As the chart shows, silver and gold have been the primary beneficiaries of Brexit. Precious metals benefited from the combination of safe haven flows as well as the expectation of additional monetary stimulus from some of the biggest central banks in the world. The theme of loose monetary policy following Brexit has been a key driver of markets.
Low interest rates for longer also boost the allure of zero-yielding gold and silver.
For example, presently, the Bank of Japan and the Bank of England are highly likely to deliver extra stimulus. The European Central Bank could also join in by delivering more stimulus as Brexit has led to a deterioration of the Eurozone’s economic prospects as well.
The US Federal Reserve looks like holding its key interest rate at 0.50% for the foreseeable future, as Fed officials such New York President William Dudley have hinted that inflation is relatively low and that it is better to wait and see how global developments play out before raising rates.
Next in the performance tables, UK gilts, the US 10-year Treasury note and the German 10-year Bund also did well.

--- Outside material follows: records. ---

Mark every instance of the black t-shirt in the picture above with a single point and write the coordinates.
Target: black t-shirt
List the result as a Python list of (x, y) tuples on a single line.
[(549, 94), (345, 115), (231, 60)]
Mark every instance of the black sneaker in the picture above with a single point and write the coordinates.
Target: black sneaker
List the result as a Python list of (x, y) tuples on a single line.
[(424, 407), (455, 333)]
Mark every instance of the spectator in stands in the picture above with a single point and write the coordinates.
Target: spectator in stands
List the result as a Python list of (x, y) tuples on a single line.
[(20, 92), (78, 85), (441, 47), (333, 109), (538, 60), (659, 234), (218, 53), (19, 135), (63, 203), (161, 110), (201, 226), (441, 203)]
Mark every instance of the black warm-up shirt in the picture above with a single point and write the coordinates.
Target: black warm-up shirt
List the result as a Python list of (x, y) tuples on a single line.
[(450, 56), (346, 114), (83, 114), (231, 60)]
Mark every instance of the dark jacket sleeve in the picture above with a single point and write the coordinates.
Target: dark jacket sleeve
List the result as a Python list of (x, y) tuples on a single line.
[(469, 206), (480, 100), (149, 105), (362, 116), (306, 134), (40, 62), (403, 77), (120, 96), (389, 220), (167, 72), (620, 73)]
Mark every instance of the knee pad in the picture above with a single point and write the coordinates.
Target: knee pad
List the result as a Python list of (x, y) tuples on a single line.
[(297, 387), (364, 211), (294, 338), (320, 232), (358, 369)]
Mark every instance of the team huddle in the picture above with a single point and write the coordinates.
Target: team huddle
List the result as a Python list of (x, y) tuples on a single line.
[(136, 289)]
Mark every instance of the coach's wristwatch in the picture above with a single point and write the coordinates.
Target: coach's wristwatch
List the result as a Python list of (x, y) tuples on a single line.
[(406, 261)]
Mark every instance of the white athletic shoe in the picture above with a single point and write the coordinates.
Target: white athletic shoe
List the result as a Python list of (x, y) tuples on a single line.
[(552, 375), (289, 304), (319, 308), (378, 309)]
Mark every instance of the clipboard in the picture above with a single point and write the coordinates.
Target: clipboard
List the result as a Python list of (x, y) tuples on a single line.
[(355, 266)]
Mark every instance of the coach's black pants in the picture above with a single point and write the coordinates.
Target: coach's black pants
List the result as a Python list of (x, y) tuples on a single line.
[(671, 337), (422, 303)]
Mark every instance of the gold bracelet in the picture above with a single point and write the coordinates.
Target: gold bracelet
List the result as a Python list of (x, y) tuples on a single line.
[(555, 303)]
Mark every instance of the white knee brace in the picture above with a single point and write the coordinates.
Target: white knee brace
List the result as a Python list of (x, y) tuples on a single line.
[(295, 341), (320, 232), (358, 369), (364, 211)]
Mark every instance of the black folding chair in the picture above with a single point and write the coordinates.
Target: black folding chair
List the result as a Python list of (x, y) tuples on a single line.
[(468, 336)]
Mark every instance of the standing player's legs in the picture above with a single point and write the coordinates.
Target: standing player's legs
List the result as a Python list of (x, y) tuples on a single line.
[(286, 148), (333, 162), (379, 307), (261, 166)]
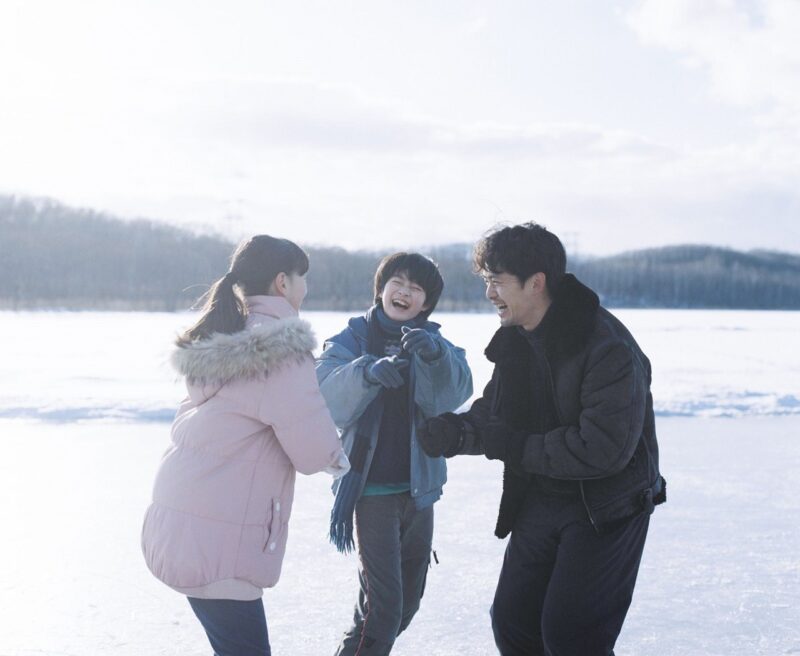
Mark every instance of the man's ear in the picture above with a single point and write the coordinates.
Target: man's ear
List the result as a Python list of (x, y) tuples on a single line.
[(536, 283)]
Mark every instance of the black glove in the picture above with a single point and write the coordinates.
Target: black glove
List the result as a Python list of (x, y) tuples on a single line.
[(386, 372), (442, 435), (501, 442), (419, 340)]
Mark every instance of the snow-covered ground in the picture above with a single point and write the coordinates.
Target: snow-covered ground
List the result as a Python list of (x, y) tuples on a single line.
[(84, 403), (66, 366), (720, 576)]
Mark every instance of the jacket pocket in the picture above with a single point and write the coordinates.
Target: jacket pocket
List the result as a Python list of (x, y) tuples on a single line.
[(272, 527)]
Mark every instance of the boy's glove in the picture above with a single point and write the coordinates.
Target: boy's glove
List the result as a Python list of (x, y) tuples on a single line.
[(386, 371), (501, 442), (442, 435), (421, 342)]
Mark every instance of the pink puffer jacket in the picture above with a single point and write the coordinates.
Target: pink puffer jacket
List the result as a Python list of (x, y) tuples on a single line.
[(218, 523)]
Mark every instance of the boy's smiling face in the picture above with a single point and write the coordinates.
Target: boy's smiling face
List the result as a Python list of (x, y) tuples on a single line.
[(402, 299)]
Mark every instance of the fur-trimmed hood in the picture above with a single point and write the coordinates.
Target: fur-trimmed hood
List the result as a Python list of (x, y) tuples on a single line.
[(252, 352)]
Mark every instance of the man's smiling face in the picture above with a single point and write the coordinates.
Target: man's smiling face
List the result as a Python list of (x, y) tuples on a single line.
[(512, 299), (402, 299)]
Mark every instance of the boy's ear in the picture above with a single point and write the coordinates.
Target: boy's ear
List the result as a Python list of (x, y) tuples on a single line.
[(279, 284)]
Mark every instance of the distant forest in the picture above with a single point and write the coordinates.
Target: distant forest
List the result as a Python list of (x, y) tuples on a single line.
[(54, 256)]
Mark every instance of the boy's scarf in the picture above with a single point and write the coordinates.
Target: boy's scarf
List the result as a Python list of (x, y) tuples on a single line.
[(352, 483)]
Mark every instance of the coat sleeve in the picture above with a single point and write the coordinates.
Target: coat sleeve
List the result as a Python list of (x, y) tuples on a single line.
[(476, 417), (293, 405), (613, 402), (341, 379), (442, 384)]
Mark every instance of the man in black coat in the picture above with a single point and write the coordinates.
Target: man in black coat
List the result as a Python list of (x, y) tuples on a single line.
[(569, 411)]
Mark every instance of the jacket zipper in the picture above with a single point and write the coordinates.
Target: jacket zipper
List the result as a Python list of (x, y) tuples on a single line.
[(561, 422)]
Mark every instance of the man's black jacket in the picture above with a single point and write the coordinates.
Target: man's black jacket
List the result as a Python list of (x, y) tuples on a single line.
[(603, 437)]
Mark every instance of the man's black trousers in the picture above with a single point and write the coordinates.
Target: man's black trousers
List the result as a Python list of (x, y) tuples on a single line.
[(564, 590)]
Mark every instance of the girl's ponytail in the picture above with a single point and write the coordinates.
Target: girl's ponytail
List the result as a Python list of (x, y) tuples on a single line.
[(254, 265), (223, 312)]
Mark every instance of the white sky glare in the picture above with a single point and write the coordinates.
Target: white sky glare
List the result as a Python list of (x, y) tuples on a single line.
[(377, 124)]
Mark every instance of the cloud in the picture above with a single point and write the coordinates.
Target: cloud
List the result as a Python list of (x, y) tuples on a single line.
[(750, 50), (292, 115)]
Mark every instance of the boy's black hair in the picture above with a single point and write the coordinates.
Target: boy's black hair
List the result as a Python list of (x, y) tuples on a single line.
[(419, 269), (522, 250)]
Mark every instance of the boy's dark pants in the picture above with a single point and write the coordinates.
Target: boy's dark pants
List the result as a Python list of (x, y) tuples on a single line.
[(564, 590), (394, 546), (234, 628)]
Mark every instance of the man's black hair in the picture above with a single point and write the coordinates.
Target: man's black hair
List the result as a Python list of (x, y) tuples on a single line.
[(419, 269), (522, 250)]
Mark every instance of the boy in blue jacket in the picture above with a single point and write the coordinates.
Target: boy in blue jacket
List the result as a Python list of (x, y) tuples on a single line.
[(382, 377)]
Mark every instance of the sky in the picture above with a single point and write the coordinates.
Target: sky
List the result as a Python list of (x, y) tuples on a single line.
[(618, 124)]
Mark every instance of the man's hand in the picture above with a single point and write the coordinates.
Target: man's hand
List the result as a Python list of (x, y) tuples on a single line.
[(386, 372), (442, 435), (421, 342)]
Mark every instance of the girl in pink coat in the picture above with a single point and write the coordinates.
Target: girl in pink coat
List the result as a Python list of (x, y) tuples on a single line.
[(216, 530)]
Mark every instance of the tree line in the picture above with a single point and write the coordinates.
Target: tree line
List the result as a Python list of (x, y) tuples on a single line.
[(52, 255)]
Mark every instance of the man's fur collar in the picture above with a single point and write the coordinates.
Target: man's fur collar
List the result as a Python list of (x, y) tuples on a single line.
[(248, 353), (568, 323)]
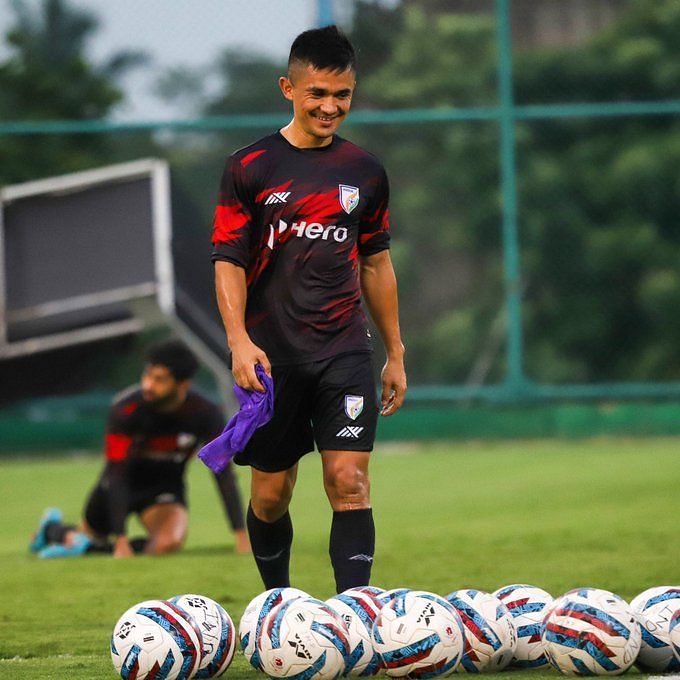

Not only did safe long-term bonds benefit from the flight to safety, but the prospect of low interest rates and loose monetary policy drove yields to levels that were difficult to imagine only a few quarters ago.
For example the 10-year British Gilt is barely yielding 80 basis points, while the German 10-year Bund has a negative 10 basis point yield and the Japanese bond yield is a negative 27 basis points. The US 10-year yield has climbed back from sub-1.40 to yield nearly 1.50% – one of the higher yields that is available on a major currency.
As pre-Brexit economic data have been showing a world economy that was growing at a steady pace, many in the markets are also hoping that the Brexit-induced negative aftereffects will be moderate.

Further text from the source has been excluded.